When she reaches her collarbone she digs her sharp nails in, quirking an eyebrow at the mirror. That, at least, feels like something. It’s taking Darling too damn long to do anything and so she undoes the rest of her buttons, one by one, on her own.
That’s enough. There’s a phantom pressure at her wrist for just a second, unmistakable, and then she hears as if reverberating from inside her own skull.
Just let me handle it.
“Don’t do anything I wouldn’t,” Virtue sighs, and invites her in.
For a moment they fumble together, the sensation like trying to fit two hands into one glove. Then Virtue retreats, and feels her hands die. Briefly, they return to the way they were when she was in the ground. Laying limp at her sides. Then her death takes them all at once.
They don’t become coarse and warm like Darling’s hands always were, but it’s unmistakably not her own touch either. Her fingers are cold and numb, devoid of even the low hum of necromantic energy she usually sustains herself with.
A corpse inside a corpse. It’s impossible to pretend she’s anything else.

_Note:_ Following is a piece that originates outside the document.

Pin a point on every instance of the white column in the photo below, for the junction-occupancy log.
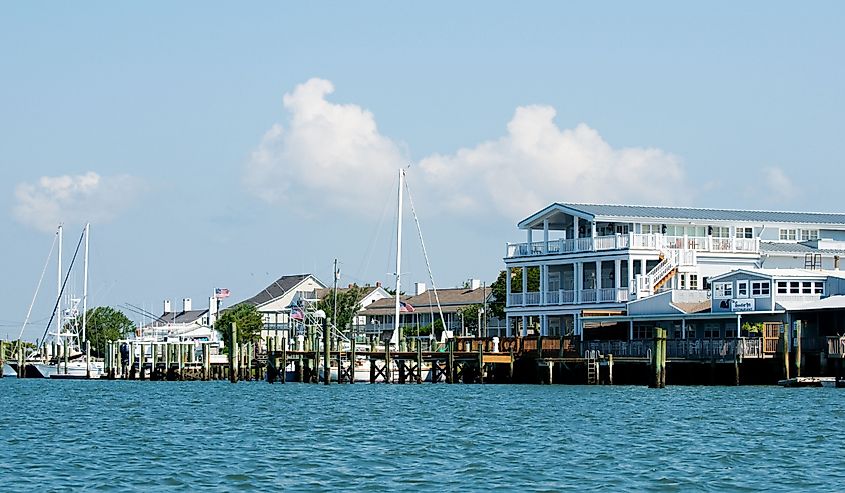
(508, 285)
(524, 284)
(598, 278)
(545, 236)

But Darling touches her like something alive, her hands roaming unpredictably, a touch too light and teasing to be Virtue’s own. One hand slides up beneath her jaw, pinning her. The other traces carefully up and down her throat.

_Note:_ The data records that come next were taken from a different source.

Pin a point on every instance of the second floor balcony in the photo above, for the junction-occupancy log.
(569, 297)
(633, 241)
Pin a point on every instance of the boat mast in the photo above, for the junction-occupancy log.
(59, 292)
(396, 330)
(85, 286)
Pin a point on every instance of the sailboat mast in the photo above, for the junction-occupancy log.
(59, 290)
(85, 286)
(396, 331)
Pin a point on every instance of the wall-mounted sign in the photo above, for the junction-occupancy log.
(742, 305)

Darling is aware, of course, that she doesn’t breathe. The purpose is only to make her shiver at the feeling of pressure on delicate skin. Just like how all their little fights used to end—it always came down to hands or teeth at someone’s neck.
Again, she finds the scar. Darling touches it without sentiment, a smug sort of acknowledgement reverberating from her presence. As if to reprimand her for reminiscing, she runs her hands down Virtue’s chest, the sharp pain of her nails making her jump.

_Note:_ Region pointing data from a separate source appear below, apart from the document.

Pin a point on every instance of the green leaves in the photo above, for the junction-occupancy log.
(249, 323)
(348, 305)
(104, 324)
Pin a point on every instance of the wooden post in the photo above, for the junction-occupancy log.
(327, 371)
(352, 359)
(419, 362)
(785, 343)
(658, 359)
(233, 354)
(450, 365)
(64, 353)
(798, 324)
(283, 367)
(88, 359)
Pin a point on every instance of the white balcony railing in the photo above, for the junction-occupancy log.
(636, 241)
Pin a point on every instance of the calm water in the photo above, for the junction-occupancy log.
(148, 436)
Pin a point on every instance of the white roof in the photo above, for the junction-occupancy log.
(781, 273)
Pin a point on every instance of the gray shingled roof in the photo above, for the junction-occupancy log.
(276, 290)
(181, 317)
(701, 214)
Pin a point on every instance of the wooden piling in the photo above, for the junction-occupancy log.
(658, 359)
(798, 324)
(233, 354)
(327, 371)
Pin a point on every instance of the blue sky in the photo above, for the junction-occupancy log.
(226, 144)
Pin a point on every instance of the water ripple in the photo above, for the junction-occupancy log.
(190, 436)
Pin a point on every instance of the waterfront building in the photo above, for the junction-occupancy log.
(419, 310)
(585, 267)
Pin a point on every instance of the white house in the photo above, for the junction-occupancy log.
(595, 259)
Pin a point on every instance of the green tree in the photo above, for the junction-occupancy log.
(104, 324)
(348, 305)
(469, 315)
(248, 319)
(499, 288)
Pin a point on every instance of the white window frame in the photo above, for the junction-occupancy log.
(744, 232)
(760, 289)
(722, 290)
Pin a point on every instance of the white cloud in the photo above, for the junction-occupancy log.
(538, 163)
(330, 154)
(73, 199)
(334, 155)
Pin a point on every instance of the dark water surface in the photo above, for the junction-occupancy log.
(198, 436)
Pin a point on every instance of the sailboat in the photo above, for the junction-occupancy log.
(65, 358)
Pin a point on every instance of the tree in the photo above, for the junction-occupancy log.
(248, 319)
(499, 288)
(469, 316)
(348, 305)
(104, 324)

Darling’s hands were smaller, and made for violence. They held a stake beautifully. Her fingers had been thicker and her nails kept short.
She does a good enough job with Virtue’s, though, using them mostly to handle her breasts. Unsubtle as ever. When she pinches a nipple between thin fingers, Virtue makes a high, desperate sound, too concentrated on the presence with her to focus on remaining dignified. Of course, Darling does it again.
“You’re insufferable,” Virtue snarls. With her hands, Darling wastes no time shoving her slacks and drawers down to grab at her thighs, pushing her legs apart. In the mirror, she can see the bedsheets shift, as if someone were sitting down beside her. Since the skin won’t bruise, she leaves proof of her presence in scratches, the grave dirt under Virtue’s nails smearing a bloodless thigh.
Still, Darling avoids touching her where it counts, making her sigh and snarl and cant her hips for it. When she finally takes Virtue in hand—a hand that she desperately tries to pretend is not her own—her presence is already fading. Virtue seizes control of her body again, moving as quickly as she can, hoping fervently to finish with Darling still inside her.
She bites down hard on her own hand when she comes, a bitter force of habit. Her flesh is cool and void of life. It tastes nothing like Darling used to back in the old days, when they’d go at each other with swords and stakes and then, eventually, nails and teeth.
Didn’t do her much good. Now, in this brave new age, Darling is gone. Dead and in the ground. And Virtue is still here.
“Bet you didn’t expect it would turn out like this,” She murmurs, her voice still shaky. “I won.”
You think you won? The remnant responds, the shade of her, already dissipating quickly. She’s nothing more than the feeling of being watched. I killed you, Virtue. And furthermore I’ve gone and died. There’s nothing left of me for you to have. But I have everything of you.